In the wild, the natural reservoir for coronaviruses includes mainly bats, but also camels and pangolins, among others. Considering the genetic sequence of SARS-CoV-2, scientists have determined that there is no clear evidence of genetic manipulation or human intervention leading to its origin. All seems to point towards it being a natural evolution of coronaviruses circulating in bats.

One hypothesis is that the virus came from bats in the Wuhan animal market and jumped from one permissive species to the next (animals such as pangolins are permissive) and is likely to have infected workers.

As of September 2021, COVID-19 has infected more than 225 million people and is responsible for 4.7 million deaths worldwide. Despite the health and medical personnel worldwide working tirelessly, COVID-19 is still very much a threat. Access to several vaccines has drastically helped contain transmission of the disease.

Governments have decided to halt numerous international transactions and travel to limit transmission. As a consequence, the tourism industry has dramatically suffered. Social distancing and mask mandates were put in place in most countries. Despite these measures, millions suffered long lasting consequences or even death.

Thankfully, the vaccines offer significant protection against severe COVID-19 symptoms, and a vast majority of severe reported cases are in the unvaccinated population. If these drastic measures had not been put in place, it is likely that these numbers would be much higher. Nevertheless, lockdowns and other controlling actions have had a severe impact economically, and it is likely that this pandemic will have a long-lasting impact on our society.
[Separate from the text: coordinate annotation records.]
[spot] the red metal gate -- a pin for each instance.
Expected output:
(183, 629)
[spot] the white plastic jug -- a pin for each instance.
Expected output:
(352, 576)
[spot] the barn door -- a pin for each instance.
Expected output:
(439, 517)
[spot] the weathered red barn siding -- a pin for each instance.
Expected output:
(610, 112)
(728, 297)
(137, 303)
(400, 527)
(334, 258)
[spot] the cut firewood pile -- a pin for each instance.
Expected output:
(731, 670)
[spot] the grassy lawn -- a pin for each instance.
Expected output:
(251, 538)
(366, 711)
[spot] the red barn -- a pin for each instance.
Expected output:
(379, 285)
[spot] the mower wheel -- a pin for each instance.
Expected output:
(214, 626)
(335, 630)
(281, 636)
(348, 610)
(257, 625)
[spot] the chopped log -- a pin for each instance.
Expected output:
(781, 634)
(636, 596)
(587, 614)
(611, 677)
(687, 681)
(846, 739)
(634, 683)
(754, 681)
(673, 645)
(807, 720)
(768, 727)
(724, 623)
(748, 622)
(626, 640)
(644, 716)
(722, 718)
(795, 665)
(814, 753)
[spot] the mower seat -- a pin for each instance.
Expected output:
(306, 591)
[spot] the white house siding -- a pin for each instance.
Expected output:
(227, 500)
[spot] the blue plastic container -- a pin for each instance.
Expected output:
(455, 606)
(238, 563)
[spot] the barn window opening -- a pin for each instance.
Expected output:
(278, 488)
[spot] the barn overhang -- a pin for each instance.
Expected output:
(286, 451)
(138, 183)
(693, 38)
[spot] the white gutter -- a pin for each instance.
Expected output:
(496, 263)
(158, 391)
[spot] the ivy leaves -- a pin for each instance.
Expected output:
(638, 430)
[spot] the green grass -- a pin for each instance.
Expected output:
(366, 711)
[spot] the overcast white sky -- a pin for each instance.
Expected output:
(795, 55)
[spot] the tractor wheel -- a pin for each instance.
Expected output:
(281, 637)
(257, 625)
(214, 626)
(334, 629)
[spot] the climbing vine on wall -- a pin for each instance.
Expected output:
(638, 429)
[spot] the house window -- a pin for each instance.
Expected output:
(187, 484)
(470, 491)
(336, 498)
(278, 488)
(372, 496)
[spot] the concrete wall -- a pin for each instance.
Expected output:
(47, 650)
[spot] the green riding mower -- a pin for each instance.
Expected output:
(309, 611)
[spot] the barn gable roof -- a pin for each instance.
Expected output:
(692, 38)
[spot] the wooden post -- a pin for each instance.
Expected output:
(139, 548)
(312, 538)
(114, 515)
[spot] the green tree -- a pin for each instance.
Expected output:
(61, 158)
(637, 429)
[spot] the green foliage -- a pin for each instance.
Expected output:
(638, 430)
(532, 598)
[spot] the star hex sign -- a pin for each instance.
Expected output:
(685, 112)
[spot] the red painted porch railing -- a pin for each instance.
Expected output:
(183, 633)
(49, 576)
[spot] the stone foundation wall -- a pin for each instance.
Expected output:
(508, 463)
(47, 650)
How and what do scientists learn from pandemics?

Scientists learn constantly from ongoing health crises. For the general public, diseases worthy of attention are rare, but there are scientists all over the globe who work everyday recording, collecting, sequencing, and categorising viruses worldwide in order to predict, warn and prevent the next potential pandemic.

Despite this, the current COVID-19 pandemic has outlined the importance and the need for clear, transparent, and efficient scientific communication, especially in the early stages of disease transmission, within research institutions and countries. COVID-19 has also shown the world that scientists are capable of studying, understanding, and providing a vaccine against a disease in record time.

These pandemics have also helped us understand more about the way viruses and other pathogens progress through populations, as well as give a general understanding of population behaviour.

As a final note, it is important for us all to realise that we were not adequately prepared for such a pandemic. It is crucial that governments worldwide use the knowledge gained from this situation to implement robust pandemic preparedness programs for the future in order to save lives and at the same time maintain a functioning economic system.  


Gael is a third year PhD student at the Institute for Glycomics. Originally from France, his research focuses on hand, foot and mouth disease (HFMD). Gael’s thesis focuses on understanding the interactions between HFMD viruses and glyco-receptors, to better design and evaluate novel antivirals.

After completing a Bachelor of Science in Molecular Biology between France and Canada, Gael continued with a Master of Science with a research project at the Institute for Glycomics focusing on the influenza virus. This led to a second research project in Germany as part of the iCAIR® (Fraunhofer International Consortium for Anti-Infective Research) collaboration, where he worked on the human precision-cut lung slice (hPCLS) model and viral infection.